Practical knowledge gained from the Centre for Alternative Technology in Wales seems to keep Peter Harper buoyed up. He reckons a radical reduction in the amount carbon we consumer per household is needed in the next 20 years. At a recent talk in Melbourne Harper shared his analysis of just how difficult it will be to shift to a low carbon society. Using two fictitious families he names the “WOTs” (Well-Off Techie greenie household) and the “LILs” (Low-Income Lifestyle greenie household) Harper argues the former won’t bring about carbon emission reductions because of unnegotiable lifestyle decisions, and the latter lifestyle option is unappealing on a mass scale. Both video and audio versions of the 17 April talk are online.

In the opinion piece I contributed to a review of progress with the e-government strategy published in June 2008, my source of optimism is more theoretical. I recall Mark Roseland’s pithy description of the “environmental crisis as a creativity crisis”. I suggest there needs to be “…greater responsiveness by government to the creativity of citizens.

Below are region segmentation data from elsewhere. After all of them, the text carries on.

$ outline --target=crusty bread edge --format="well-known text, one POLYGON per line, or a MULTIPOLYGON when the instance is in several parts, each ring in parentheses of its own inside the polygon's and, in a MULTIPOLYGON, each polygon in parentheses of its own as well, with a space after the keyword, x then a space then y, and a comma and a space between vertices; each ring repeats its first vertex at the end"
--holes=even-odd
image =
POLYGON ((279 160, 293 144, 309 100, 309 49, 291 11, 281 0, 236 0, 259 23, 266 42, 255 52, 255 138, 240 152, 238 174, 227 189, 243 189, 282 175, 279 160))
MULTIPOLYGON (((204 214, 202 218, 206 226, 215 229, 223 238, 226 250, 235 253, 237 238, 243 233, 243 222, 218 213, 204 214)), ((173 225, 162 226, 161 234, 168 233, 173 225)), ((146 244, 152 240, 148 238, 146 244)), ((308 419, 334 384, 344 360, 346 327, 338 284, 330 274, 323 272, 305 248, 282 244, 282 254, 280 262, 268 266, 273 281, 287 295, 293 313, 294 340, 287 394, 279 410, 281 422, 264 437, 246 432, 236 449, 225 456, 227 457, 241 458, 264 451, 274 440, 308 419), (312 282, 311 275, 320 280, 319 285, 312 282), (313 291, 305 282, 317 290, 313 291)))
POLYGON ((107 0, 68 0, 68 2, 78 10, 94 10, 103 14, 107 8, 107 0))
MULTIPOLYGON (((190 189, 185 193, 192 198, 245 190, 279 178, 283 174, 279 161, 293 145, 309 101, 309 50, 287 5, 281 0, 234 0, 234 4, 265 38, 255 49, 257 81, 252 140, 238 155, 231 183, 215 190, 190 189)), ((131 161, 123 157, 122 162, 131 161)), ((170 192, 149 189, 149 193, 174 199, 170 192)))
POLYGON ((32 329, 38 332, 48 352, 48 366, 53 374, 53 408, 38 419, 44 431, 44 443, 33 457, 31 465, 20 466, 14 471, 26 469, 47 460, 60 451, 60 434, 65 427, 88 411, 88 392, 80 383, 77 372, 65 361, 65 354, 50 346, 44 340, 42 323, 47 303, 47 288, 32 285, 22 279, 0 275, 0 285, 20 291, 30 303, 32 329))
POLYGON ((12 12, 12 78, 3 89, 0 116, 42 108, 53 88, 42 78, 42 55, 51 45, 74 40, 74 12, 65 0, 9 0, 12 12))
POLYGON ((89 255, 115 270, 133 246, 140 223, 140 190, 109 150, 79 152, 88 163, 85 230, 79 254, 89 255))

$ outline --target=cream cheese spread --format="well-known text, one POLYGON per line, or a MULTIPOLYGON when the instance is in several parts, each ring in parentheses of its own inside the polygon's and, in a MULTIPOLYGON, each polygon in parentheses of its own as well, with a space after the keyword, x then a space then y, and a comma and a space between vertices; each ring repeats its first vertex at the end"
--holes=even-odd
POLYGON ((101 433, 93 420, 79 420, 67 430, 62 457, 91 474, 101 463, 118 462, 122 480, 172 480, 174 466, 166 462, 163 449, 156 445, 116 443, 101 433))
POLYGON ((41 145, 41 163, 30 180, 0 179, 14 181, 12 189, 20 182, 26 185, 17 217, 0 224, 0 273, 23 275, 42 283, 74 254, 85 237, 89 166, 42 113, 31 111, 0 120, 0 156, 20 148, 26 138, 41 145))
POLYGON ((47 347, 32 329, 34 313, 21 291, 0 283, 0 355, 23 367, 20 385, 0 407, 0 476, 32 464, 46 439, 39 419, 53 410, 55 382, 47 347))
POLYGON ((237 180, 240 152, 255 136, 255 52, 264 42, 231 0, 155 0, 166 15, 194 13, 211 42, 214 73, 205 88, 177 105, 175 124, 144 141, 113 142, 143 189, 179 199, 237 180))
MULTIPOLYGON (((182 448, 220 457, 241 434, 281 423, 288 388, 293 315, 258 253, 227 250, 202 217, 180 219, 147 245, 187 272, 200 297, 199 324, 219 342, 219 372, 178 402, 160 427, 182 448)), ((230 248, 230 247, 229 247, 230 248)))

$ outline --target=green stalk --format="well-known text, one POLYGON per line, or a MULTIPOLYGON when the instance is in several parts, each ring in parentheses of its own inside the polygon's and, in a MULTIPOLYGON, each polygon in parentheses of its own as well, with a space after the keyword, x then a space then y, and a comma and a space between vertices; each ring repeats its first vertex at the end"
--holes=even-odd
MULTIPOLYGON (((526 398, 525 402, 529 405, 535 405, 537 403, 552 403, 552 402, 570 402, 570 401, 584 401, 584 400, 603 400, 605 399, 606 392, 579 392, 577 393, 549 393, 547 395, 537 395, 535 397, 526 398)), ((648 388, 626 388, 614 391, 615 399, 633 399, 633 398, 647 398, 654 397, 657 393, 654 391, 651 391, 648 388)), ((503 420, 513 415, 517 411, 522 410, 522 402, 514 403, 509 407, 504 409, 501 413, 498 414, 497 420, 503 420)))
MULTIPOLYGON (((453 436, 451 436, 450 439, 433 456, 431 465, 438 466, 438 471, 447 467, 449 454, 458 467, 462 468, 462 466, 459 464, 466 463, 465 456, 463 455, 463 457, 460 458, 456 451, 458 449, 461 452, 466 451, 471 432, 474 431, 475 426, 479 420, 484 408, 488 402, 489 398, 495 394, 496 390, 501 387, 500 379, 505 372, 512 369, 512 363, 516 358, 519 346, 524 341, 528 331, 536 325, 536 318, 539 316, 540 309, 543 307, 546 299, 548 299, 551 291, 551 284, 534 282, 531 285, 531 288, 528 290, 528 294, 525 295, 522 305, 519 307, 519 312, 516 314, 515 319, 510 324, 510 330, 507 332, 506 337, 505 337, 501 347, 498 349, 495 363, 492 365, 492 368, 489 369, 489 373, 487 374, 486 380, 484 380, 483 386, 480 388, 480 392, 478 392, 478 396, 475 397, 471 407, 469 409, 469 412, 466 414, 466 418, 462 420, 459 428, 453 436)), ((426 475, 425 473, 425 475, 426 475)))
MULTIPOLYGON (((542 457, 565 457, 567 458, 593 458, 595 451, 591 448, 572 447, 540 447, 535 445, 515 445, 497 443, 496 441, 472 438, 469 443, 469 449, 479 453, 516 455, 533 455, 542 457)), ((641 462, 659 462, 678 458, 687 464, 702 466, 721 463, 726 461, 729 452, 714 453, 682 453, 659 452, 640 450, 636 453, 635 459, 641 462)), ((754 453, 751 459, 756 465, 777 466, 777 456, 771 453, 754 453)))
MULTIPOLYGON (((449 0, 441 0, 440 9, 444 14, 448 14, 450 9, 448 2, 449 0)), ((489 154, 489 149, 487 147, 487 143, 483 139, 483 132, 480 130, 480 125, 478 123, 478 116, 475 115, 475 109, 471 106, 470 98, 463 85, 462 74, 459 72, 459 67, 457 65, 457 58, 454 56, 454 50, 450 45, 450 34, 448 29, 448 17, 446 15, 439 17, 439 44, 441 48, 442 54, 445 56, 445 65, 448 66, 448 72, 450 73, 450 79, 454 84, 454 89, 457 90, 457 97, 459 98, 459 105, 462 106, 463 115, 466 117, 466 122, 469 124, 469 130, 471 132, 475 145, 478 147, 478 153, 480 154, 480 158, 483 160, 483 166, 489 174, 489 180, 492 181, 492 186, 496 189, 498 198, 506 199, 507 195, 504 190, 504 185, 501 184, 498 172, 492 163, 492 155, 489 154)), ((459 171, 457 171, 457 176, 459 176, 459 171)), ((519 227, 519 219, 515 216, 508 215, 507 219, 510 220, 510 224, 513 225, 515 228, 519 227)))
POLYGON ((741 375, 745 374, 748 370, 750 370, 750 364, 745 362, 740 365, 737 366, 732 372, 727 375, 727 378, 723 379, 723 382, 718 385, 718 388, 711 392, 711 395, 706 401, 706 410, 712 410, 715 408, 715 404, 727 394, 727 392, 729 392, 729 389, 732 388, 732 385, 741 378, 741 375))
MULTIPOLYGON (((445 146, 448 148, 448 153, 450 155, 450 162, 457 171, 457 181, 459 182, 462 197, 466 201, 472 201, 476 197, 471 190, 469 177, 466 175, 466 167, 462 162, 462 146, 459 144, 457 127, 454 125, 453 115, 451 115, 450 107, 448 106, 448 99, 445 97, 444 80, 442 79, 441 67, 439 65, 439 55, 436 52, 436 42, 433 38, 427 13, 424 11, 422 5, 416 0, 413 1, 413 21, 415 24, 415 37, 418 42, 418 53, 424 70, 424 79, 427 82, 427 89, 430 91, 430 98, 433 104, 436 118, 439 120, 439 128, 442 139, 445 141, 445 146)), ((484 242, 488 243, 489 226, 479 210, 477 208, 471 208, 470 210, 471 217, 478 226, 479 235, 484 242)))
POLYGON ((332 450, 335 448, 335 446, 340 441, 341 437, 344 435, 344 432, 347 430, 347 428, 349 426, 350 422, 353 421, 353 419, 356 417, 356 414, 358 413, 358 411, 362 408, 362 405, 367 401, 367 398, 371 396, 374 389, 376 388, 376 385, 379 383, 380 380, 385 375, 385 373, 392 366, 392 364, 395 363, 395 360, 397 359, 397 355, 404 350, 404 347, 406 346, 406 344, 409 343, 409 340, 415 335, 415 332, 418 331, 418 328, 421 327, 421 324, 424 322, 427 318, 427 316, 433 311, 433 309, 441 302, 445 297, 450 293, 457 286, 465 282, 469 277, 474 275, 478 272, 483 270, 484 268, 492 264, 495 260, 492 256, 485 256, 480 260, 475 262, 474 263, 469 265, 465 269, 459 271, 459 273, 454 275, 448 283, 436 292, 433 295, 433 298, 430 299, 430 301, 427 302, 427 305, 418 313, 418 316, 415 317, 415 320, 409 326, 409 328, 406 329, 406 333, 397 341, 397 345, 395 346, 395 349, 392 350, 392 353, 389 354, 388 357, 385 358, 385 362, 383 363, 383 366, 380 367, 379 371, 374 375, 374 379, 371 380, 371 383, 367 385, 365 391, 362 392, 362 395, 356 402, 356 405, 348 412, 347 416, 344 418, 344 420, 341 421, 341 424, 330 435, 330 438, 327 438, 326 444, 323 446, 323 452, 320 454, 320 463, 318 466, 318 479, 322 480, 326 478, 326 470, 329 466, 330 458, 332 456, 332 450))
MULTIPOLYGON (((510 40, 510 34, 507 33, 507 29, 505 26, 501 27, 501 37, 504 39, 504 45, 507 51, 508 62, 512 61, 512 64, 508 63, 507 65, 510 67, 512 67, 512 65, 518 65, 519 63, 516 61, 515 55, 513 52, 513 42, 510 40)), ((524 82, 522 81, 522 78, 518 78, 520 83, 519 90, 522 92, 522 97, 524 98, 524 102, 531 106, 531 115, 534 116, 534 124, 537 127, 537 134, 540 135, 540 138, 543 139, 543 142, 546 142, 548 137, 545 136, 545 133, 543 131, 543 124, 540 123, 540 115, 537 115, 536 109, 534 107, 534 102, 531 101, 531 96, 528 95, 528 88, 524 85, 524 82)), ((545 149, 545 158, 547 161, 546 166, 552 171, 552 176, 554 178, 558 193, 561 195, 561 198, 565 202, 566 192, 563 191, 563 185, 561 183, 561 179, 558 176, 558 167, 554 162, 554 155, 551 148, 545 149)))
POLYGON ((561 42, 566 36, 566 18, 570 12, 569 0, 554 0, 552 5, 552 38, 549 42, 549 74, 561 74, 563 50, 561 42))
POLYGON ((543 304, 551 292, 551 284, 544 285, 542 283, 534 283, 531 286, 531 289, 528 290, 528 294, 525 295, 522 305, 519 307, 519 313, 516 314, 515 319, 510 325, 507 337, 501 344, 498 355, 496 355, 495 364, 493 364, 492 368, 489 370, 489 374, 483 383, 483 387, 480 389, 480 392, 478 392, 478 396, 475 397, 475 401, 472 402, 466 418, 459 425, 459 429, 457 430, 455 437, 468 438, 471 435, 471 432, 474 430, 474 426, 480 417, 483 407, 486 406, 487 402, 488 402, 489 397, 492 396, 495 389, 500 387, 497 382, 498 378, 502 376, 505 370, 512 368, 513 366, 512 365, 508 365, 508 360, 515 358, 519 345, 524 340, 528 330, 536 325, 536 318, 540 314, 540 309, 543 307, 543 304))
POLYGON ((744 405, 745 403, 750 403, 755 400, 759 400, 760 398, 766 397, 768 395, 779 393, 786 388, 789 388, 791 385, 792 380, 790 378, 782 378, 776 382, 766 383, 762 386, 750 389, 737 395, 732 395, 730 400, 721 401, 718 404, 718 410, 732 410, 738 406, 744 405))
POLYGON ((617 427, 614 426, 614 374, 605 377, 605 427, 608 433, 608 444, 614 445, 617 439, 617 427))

An effective and far-sighted e-government programme can make a big contribution by freeing up talents within the ranks of government, better engaging with citizens, and ensuring citizens are well equipped to organise themselves locally.” Read the full piece at “An e-government response to the climate change crisis: tapping into citizen creativity“, or the other 14 think pieces.

I wrote this over a year ago. Remarkably, my sense of optimism rings true. That’s partly as I’m hopeful civil servants with environmental sensitivities will use e-government tools and culture change to share alternative advice and begin debating how we transform society to bring about changes we urgently need. I’m also convinced that the Internet still contains within it a disruptive thread that supports and sustains activism.

So whatever alarming prognosis people come up with, it’s both the message and the medium that keeps my optimism alive.